Von Ghana über ganz Afrika

Die Bewegung blieb nicht auf Ghanas Norden beschränkt, sie verbreitete sich in Windeseile auch über die Grenzen hinweg in andere Länder und über den afrikanischen Kontinent bis nach Ostafrika. Ein Mill Hill-Missionar hatte einen Artikel von Pater McNulty gelesen. Er war begeistert, und bald gründete er in Ostafrika die erste Credit Union. Heute gibt es ähnliche Einrichtungen in vielen afrikanischen Ländern, beispielsweise auch in Mauritius, Lesotho oder Kamerun, und erst in diesen Tagen ist in Ouagadougou eine weitere "Cooperative d'Epargne et de Credit" eröffnet worden.
In allen Ländern, in denen sie vertreten ist, hat die Organisation inzwischen nationale Netzwerke errichtet. In Ghana bestehen heute 261 örtliche Einrichtungen der Credit Union mit 164 863 Mitgliedern. Spareinlagen im Gesamtwert von 30 Millionen Euro werden verwaltet und fast 25 Millionen Euro sind als Kleinkredite vergeben worden.

Selbstverantwortung stärken

Es gab auch Rückschläge.
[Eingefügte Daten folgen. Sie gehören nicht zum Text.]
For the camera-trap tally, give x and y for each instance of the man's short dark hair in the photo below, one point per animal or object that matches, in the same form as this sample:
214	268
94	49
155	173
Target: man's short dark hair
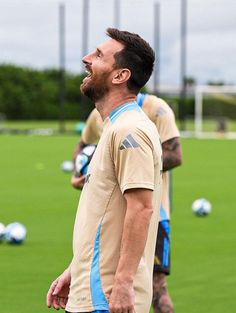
137	56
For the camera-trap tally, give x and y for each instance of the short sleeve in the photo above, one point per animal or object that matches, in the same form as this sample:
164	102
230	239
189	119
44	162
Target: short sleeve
132	153
93	128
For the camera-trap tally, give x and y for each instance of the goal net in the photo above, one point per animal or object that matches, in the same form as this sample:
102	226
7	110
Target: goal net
215	111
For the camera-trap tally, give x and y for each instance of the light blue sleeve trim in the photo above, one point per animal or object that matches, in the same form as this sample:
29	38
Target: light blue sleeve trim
123	108
163	215
98	297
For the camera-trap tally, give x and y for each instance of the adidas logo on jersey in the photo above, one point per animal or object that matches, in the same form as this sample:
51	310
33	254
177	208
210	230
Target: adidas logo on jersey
129	142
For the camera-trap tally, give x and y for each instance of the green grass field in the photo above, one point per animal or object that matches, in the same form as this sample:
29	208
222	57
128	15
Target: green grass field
34	191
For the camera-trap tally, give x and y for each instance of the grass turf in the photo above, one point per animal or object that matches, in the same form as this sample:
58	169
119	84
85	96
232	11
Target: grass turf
34	191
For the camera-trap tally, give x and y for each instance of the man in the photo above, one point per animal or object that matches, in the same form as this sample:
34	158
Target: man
163	117
117	217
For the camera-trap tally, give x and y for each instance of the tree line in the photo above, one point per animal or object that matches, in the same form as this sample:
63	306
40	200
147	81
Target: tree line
32	94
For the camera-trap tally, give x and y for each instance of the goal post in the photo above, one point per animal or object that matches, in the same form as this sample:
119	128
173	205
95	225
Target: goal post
222	93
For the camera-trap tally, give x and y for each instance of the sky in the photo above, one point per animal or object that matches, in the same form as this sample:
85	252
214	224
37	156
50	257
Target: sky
29	34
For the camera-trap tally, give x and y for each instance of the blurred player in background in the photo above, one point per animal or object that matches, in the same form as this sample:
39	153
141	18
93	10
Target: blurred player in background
163	117
118	213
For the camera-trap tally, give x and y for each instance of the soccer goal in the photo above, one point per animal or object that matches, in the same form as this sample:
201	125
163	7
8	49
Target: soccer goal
215	111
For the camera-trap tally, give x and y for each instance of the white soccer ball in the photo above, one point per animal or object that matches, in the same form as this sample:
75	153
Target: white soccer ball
15	233
2	231
67	166
201	207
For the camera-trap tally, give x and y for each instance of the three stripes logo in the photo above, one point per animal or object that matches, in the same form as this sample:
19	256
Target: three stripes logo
129	142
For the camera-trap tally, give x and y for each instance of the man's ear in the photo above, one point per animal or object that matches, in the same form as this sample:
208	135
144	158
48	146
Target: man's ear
121	76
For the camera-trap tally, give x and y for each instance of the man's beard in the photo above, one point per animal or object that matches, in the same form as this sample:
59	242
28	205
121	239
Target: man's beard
96	88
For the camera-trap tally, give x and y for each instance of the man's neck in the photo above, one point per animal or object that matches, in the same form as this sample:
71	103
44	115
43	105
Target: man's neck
111	101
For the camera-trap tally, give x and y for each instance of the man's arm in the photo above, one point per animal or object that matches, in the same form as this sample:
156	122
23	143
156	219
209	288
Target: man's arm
135	232
58	292
172	153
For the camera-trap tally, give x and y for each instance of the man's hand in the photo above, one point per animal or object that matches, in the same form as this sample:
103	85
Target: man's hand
122	298
78	182
57	295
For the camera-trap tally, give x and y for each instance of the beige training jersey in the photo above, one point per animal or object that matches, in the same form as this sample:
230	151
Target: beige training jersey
161	115
128	156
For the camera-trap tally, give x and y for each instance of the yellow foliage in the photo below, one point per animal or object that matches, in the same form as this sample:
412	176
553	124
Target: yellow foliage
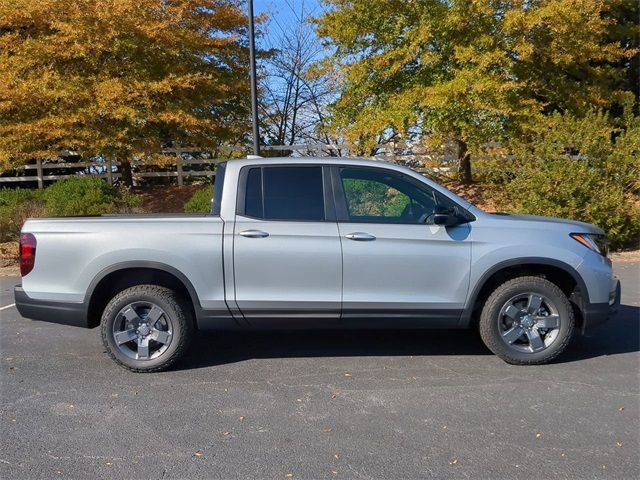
119	77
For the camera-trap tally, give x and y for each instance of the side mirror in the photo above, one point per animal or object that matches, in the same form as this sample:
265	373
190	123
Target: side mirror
447	218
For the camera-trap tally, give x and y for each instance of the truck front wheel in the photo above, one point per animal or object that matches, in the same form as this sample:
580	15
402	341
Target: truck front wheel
146	328
527	321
Die rapide Inflation machte vernünftiges Sparen und die Vergabe von Kleinkrediten in den 70er- und 80er-Jahren schwer. Überall dort, wo die demokratischen Prinzipien der Einrichtung unterlaufen oder das Vertrauen der Sparer missbraucht wurde, zogen Mitglieder sehr schnell ihre Spareinlagen zurück. In den 80er-Jahren hatten einige muslimische Händler in Wa vergeblich versucht, größere Kredite zu erhalten. Erst als sie den örtlichen Leiter der Credit Union durch Schmiergelder in ihre Pläne verwickelten, gelang es ihnen, ans große Geld zu kommen. Doch die illegal vergebenen Kredite und die schlechte Rückzahlungsmoral überstiegen die Kraft der örtlichen Union und sie brach zusammen. In den meisten Fällen schauten die Mitglieder den Verantwortlichen allerdings genau auf die Finger und das System hat sich bewährt.
Misereor, das Hilfswerk der deutschen Katholiken, sieht im Zugang zu Finanzdienstleistungen für Arme eine bedeutsame Strategie der Armutsbekämpfung. Den Armen sind sichere Sparangebote und der Zugang zu flexiblen, unbürokratischen Krediten wichtig. Nicht die Hilfe durch Kredite von außen, sondern die interne, lokale Kapitalgenerierung soll darum gefördert werden. Sie stärkt Selbsthilfe und Selbstverantwortung und ist laut Misereor ein wichtiger Wachstumsfaktor.